Team Fortress 2 The Board Game
This project involved making a board game that "represents the Team Fortress 2 Experience." The assignment was left somewhat open-ended, with an accurate representation being the only requirement.
To begin with, the very first thing I wanted to do was to not use a grid-based movement system. I've played plenty of D&D in my day, and I know that with grids, corners and curves can get a little bit weird, not to mention diagonal movement or diagonal targeting. To that end, I decided on creating a free form movement system similar to the way that players move units in the Warhammer 40k tabletop game.
Instead of using tape measures and a bunch of dedicated peripherals, I decided to use what I had learned from my various experiences with card games to try an take full advantage of a characteristic that all cards have: edges and faces. The face of each card contains information about how each unit works—namely its special abilities and attacks. The edges of the cards act as rulers for the unit the card represents. Each unit can move different distances based on the movement bars on each card, as well as have different attack ranges also easily measured with their cards.
To me, Team Fortress 2 wouldn't feel like the "Team Fortress Experience" if the movement did not feel correct, and being confined to a grid's limitations took away the free-moving, chaotic nature of the game that players enjoy so much. After getting my free form movement system established, making the rest of the units feel like the classes in the actual game was relatively simple.
I decided that each class being able to do absolutely everything they can in the actual game would be too much. I chose five classes to be present in my board game version, and to make sure they translated well onto the table I reduced what "made" each class unique.
The Scout has the most mobility of any class, but relatively low health. It is the only unit that can employ "hit and run" tactics.
The Pyro has a damage over time affect as well as having innate "area of effect" influence due to it's sweeping range.
The Heavy moves slower than any other class, but has the firepower and area denial (due to the hailstorm of bullets) to make up for it.
The Soldier can rocket jump, as well as utilize splash damage with his rockets to take out enemies.

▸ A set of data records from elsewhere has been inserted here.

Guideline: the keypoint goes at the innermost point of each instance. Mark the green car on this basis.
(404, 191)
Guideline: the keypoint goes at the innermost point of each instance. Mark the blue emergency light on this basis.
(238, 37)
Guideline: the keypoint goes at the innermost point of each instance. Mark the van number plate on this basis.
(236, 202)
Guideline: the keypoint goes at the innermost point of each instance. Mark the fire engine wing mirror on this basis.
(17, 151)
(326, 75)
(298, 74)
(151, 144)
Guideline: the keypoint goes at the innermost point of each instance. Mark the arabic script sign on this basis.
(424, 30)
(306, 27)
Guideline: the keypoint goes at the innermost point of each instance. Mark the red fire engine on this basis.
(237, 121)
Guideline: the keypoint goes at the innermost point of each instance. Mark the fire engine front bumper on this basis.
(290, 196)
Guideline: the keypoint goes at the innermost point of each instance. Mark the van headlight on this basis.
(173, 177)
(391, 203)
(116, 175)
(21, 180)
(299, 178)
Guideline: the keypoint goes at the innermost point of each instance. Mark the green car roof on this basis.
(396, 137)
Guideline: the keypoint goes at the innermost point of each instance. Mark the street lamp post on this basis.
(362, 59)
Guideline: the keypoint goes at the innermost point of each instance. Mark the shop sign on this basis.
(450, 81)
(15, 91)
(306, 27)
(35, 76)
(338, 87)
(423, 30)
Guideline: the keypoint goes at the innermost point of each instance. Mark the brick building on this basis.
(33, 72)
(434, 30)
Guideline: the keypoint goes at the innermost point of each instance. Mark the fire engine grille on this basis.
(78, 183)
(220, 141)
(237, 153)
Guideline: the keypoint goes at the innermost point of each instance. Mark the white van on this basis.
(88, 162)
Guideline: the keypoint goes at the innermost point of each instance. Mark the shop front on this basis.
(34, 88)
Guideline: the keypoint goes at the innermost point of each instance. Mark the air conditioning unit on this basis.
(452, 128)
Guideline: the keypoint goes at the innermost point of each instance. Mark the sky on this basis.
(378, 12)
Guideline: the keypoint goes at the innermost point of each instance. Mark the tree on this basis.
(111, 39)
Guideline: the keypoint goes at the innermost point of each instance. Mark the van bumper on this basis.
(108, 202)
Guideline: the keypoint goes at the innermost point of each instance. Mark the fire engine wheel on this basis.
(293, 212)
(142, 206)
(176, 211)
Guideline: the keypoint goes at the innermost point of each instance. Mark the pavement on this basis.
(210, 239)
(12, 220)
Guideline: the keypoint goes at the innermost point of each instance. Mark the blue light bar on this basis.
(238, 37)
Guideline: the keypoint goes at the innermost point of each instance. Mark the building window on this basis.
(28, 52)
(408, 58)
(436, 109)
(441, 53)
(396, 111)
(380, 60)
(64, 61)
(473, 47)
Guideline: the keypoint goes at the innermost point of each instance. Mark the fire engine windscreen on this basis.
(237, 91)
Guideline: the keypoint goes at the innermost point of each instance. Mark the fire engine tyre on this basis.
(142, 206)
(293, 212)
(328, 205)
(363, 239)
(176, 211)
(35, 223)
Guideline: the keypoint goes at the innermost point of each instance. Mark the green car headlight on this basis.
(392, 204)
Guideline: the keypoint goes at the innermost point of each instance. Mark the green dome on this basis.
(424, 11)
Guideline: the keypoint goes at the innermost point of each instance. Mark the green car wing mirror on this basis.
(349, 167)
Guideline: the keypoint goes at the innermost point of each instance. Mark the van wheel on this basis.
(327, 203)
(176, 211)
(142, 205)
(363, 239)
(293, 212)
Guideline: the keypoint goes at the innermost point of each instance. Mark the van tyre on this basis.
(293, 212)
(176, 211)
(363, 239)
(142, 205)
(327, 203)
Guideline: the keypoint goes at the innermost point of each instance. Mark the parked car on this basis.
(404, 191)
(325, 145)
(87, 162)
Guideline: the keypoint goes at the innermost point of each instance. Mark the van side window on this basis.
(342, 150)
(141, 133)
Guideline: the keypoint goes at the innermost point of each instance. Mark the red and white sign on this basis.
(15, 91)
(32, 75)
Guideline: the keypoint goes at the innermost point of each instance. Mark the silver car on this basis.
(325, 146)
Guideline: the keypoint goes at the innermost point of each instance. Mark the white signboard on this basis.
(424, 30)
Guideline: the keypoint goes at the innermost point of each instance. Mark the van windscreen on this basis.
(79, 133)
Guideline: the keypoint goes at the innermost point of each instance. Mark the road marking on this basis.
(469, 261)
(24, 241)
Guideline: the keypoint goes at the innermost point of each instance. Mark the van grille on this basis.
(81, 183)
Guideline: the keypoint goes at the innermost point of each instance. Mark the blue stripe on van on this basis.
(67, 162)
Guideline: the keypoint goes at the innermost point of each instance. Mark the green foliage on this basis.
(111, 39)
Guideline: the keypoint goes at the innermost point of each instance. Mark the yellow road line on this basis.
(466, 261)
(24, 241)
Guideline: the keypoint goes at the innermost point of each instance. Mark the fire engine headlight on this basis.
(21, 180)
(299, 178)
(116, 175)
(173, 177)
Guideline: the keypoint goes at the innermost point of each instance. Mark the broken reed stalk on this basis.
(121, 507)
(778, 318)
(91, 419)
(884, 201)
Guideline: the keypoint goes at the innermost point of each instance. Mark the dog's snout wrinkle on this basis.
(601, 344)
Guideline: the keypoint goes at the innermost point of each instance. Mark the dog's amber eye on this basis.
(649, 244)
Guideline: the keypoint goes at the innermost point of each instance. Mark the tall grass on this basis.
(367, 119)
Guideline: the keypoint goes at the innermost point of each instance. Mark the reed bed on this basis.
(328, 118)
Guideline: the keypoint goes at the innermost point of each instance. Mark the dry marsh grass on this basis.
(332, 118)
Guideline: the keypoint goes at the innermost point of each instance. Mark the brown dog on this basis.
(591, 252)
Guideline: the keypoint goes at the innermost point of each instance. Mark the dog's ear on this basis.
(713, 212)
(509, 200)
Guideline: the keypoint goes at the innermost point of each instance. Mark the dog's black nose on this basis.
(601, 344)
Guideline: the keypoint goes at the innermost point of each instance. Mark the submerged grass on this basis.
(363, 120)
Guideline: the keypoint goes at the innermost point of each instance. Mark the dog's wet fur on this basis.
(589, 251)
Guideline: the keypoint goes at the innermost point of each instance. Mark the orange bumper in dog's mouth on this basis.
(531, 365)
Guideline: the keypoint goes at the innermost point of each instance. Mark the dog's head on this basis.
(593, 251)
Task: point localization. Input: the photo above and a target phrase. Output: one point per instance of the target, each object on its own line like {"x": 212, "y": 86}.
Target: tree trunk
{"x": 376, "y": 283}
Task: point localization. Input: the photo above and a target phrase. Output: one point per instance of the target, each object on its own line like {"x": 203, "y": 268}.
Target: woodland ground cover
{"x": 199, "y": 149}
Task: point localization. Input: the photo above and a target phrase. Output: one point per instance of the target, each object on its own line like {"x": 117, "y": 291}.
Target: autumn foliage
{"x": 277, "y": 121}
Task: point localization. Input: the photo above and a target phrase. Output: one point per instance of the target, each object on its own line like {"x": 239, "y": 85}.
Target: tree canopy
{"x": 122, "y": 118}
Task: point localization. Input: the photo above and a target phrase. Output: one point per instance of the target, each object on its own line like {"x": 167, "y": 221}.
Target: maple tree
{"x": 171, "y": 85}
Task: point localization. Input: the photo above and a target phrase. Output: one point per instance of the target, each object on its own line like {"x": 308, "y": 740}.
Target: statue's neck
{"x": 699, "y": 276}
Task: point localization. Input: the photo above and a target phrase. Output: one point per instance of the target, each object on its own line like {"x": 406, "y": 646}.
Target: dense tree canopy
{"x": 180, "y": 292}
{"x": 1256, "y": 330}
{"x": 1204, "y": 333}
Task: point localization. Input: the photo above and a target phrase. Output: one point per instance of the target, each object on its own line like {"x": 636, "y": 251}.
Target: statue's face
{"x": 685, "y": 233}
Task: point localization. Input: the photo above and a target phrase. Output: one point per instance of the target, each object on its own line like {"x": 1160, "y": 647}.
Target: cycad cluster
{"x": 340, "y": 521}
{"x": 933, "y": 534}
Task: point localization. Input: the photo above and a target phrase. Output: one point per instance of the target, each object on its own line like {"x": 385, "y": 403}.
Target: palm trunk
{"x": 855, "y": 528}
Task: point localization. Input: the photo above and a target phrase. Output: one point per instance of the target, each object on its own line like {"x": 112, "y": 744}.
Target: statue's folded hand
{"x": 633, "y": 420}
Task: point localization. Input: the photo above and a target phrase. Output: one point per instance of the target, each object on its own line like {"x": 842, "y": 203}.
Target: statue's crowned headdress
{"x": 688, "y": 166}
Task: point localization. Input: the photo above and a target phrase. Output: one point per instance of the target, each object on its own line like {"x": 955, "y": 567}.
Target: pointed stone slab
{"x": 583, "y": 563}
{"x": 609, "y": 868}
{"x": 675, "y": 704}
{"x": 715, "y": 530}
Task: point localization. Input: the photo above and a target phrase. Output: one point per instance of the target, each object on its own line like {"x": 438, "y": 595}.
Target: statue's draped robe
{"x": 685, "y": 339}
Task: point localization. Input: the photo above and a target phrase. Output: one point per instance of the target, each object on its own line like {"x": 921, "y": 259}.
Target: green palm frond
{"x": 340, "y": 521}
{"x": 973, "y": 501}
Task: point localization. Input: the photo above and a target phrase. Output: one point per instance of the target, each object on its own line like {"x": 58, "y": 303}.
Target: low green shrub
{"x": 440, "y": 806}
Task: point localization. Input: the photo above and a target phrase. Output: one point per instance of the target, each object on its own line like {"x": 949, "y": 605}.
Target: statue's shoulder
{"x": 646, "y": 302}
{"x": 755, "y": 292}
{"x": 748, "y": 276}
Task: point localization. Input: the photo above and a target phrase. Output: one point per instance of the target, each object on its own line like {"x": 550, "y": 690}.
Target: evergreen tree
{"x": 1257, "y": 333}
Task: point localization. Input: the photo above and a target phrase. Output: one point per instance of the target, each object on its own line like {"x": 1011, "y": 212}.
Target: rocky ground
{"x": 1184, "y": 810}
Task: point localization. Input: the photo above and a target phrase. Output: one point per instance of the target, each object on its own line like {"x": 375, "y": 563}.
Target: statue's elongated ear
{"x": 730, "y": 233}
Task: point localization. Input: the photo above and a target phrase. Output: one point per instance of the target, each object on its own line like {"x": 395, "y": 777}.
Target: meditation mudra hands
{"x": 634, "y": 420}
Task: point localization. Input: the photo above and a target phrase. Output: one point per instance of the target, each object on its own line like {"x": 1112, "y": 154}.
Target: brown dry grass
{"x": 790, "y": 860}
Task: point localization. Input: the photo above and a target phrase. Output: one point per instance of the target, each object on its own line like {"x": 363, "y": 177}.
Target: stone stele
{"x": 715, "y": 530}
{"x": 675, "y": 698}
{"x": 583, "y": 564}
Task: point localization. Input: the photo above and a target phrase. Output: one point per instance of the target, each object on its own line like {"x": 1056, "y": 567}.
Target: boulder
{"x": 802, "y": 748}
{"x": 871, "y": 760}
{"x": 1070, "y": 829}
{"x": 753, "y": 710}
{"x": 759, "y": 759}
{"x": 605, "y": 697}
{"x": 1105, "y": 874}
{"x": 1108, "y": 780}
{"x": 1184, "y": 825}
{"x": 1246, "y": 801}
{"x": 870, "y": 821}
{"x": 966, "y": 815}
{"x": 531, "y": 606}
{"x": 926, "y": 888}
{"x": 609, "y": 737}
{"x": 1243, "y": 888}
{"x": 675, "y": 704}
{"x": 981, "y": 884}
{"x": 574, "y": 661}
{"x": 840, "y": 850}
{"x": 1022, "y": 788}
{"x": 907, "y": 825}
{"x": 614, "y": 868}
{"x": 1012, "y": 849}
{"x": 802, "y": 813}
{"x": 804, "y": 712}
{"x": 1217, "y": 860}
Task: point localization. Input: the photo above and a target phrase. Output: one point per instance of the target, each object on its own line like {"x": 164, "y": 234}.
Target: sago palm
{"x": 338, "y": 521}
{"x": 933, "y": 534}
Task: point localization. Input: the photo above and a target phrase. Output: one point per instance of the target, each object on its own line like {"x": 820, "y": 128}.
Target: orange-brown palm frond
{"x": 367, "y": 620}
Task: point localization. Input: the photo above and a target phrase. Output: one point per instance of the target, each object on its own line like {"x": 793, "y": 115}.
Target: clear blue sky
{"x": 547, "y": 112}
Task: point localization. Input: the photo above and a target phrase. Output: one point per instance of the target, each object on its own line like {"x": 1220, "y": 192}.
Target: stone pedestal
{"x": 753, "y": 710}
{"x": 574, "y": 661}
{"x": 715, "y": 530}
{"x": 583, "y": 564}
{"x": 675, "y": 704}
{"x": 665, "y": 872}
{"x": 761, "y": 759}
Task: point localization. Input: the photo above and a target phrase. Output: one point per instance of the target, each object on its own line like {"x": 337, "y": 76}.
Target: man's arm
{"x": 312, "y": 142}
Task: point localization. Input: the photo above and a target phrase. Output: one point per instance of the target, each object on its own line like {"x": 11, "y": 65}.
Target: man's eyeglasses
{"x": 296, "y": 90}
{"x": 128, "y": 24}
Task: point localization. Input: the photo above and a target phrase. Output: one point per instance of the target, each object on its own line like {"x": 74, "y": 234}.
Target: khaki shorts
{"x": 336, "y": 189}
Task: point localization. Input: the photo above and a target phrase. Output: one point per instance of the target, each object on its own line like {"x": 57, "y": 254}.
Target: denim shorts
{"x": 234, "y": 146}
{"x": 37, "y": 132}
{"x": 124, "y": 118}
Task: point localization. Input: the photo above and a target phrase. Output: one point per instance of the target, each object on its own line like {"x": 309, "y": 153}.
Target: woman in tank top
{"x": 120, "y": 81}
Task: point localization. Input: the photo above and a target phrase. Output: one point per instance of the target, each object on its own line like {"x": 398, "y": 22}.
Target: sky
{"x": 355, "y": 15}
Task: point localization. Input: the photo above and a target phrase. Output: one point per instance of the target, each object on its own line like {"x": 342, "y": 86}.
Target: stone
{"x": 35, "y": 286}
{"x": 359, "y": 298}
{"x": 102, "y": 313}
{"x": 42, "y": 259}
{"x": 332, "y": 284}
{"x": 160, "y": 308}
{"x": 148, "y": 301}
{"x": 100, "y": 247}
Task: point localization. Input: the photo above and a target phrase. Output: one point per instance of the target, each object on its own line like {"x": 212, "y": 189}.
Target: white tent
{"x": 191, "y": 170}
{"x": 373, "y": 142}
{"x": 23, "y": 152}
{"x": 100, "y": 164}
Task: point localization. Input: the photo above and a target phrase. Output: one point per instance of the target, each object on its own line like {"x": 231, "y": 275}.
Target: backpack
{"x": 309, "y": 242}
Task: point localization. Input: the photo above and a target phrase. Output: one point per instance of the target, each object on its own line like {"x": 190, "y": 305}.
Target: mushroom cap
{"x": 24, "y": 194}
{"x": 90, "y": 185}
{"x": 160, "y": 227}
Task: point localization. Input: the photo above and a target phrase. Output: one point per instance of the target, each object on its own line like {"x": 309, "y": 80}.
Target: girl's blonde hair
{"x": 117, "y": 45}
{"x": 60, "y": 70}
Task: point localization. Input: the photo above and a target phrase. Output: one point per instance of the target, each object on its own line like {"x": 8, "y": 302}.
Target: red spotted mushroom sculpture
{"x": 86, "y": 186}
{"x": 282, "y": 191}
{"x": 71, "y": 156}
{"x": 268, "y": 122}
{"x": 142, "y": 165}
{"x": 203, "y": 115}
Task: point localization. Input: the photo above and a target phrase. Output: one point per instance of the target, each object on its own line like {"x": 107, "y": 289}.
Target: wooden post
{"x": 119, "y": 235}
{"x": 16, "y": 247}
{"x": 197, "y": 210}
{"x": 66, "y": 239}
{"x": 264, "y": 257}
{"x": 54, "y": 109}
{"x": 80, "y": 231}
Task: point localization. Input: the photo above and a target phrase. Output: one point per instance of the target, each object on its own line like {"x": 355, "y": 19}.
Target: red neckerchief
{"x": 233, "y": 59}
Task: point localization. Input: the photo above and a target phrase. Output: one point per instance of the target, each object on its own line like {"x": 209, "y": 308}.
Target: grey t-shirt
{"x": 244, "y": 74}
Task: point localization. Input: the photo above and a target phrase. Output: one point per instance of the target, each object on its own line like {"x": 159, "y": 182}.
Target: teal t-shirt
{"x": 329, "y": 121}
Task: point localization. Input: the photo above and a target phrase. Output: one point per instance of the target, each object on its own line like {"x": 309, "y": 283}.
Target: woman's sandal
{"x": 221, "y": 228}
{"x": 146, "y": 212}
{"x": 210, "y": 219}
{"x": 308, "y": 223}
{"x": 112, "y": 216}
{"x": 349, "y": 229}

The Sniper has the longest range of any unit in the game. Because of the free form movement, I was even able to give the Sniper "line of sight" targeting that would not have been as possible with a purely grid based gamespace. The board has lots of organic nooks and crannies that players carefully moved about in order to avoid line of sight with the sniper. There were even players getting in "sniper duels" with each other, having their snipers try and poke their head out and take out the opposing sniper hiding across the map.
I also intentionally used a dismantled white board as the game board. I took advantage of it's magnetic properties to make sure each unit's piece did not slide around by accident when players were measuring out their movements or attacks.
All in all, coming up with designs based on an already very mechanically established game was quite a challenge.